I have survived the Tet Offensive and lived underground in caves at Khe Sahn, pinned down and surrounded. I have survived many of the fiercest and most brutal battles in the history of mankind.
For weeks and sometimes months on end I have not had enough water to wash with, a change of clothes, a shave, seen a movie or even been able to stand up straight and walk because the enemy was always close enough to kill me.
I have survived frost bite, malaria, dehydration, jungle rot, gunshot and shrapnel wounds, dysentery and shell shock.
I have suffered daily from the sight of bodies torn violently apart and the awful smell of burnt flesh. I have been splattered with the blood of many good young men, some of whom were my best friends.
I have been captured and tortured in POW camps.
I have found the courage and the strength to endure hardship and violence of combat because I knew that if I lost or gave in, my family lost, my community lost and America lost. I did what I did to serve and represent others.

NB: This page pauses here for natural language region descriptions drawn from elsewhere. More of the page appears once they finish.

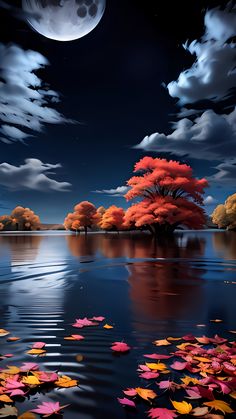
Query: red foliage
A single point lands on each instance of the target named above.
(169, 193)
(112, 219)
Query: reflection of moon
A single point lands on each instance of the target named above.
(64, 20)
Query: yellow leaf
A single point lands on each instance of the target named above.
(183, 408)
(202, 359)
(145, 393)
(13, 339)
(27, 415)
(12, 370)
(4, 398)
(66, 382)
(219, 405)
(36, 351)
(156, 366)
(187, 380)
(161, 342)
(3, 333)
(31, 380)
(107, 326)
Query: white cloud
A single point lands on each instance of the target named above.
(33, 175)
(119, 191)
(25, 101)
(213, 74)
(210, 200)
(208, 137)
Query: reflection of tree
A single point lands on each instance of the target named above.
(224, 242)
(83, 245)
(23, 248)
(168, 288)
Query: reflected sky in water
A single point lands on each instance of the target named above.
(146, 289)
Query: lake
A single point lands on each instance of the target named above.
(145, 289)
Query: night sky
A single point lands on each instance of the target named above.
(111, 85)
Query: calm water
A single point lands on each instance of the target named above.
(147, 290)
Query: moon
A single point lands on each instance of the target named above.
(64, 20)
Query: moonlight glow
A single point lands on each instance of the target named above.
(64, 20)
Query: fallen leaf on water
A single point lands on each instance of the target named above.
(6, 399)
(126, 402)
(200, 411)
(107, 326)
(120, 347)
(3, 333)
(48, 408)
(38, 345)
(74, 337)
(36, 351)
(66, 382)
(161, 342)
(183, 408)
(13, 339)
(161, 413)
(27, 415)
(145, 393)
(156, 366)
(219, 405)
(79, 358)
(8, 411)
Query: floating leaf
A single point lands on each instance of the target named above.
(145, 393)
(219, 405)
(183, 408)
(161, 413)
(126, 402)
(48, 408)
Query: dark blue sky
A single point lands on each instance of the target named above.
(110, 81)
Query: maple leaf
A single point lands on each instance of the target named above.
(183, 408)
(161, 413)
(148, 375)
(8, 411)
(66, 382)
(179, 366)
(161, 342)
(126, 402)
(219, 405)
(48, 408)
(145, 393)
(107, 326)
(74, 337)
(156, 366)
(3, 333)
(120, 347)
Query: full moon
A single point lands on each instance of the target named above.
(64, 20)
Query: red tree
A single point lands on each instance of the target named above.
(113, 218)
(170, 196)
(84, 215)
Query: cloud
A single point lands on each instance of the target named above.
(209, 137)
(33, 175)
(213, 74)
(119, 191)
(226, 173)
(210, 200)
(25, 101)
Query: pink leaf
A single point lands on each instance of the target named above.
(161, 413)
(120, 347)
(126, 402)
(131, 392)
(149, 375)
(179, 366)
(38, 345)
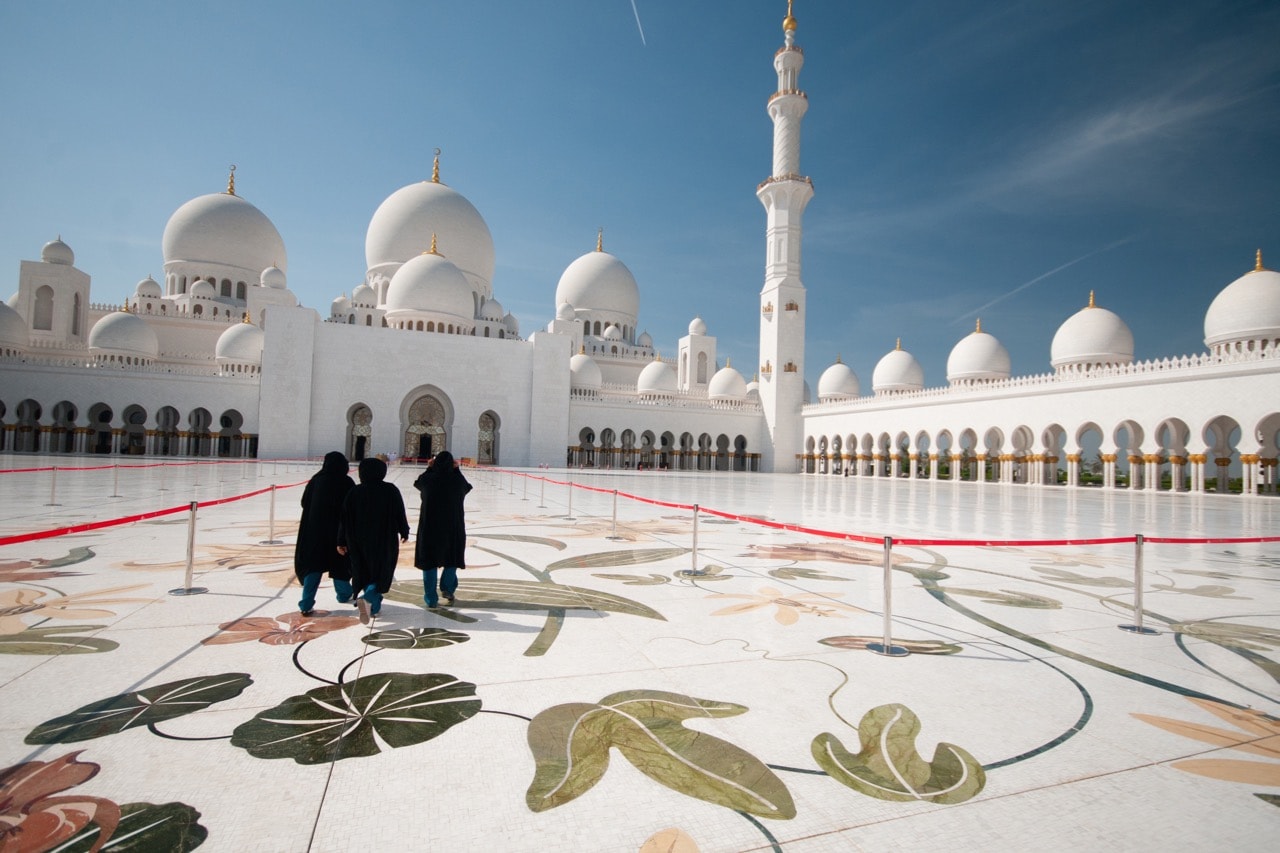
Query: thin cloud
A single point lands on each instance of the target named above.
(1042, 277)
(639, 26)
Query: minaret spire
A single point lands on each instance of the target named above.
(785, 194)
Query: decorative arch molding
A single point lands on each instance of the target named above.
(426, 422)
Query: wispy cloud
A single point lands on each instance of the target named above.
(639, 26)
(1042, 277)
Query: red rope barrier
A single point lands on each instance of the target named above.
(909, 541)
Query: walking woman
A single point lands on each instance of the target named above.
(315, 553)
(442, 537)
(373, 527)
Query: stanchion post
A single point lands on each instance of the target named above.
(270, 521)
(1138, 628)
(613, 534)
(694, 550)
(187, 589)
(887, 647)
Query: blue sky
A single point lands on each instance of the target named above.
(970, 159)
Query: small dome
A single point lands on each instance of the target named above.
(274, 278)
(492, 310)
(600, 282)
(123, 334)
(1248, 309)
(364, 296)
(55, 251)
(727, 384)
(13, 328)
(899, 370)
(978, 356)
(584, 374)
(430, 283)
(241, 343)
(1092, 336)
(149, 288)
(839, 382)
(657, 379)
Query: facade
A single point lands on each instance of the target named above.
(220, 360)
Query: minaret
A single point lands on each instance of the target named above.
(782, 305)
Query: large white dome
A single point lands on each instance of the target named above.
(899, 370)
(839, 382)
(430, 283)
(584, 374)
(241, 343)
(1092, 336)
(978, 355)
(403, 224)
(598, 282)
(225, 229)
(1248, 309)
(727, 384)
(123, 334)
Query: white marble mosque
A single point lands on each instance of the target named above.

I have been the leading edge in the cause of democracy; the every human is created equal and is endowed with unalienable rights to life, liberty and the pursuit of happiness. I have picked up these ideals, put them on my shoulders and carried them forward no matter what the circumstances.
And when I was through with the battle, I came home and didn’t say a word about it, even though the memories haunt me daily.
These are the things that I learned in my contribution to mankind:
I learned that service is always rewarding and something to be proud of.
I learned that an empty sleeve is better than an empty soul; that cowardice never carries the day.
And I learned that even under the worst conditions imaginable, every human being has an equal capacity for extraordinary courage.
Saturday, Nov. 11 is my day. I ask for your recognition.
When you honor me you honor courage, commitment, perseverance and the indomitable essence of the human spirit. When you honor the human spirit, you honor yourself and all of mankind.
Lou Kern, USMC 3rd Force Recon ’68 Vietnam, is a woodworker in Oakdale.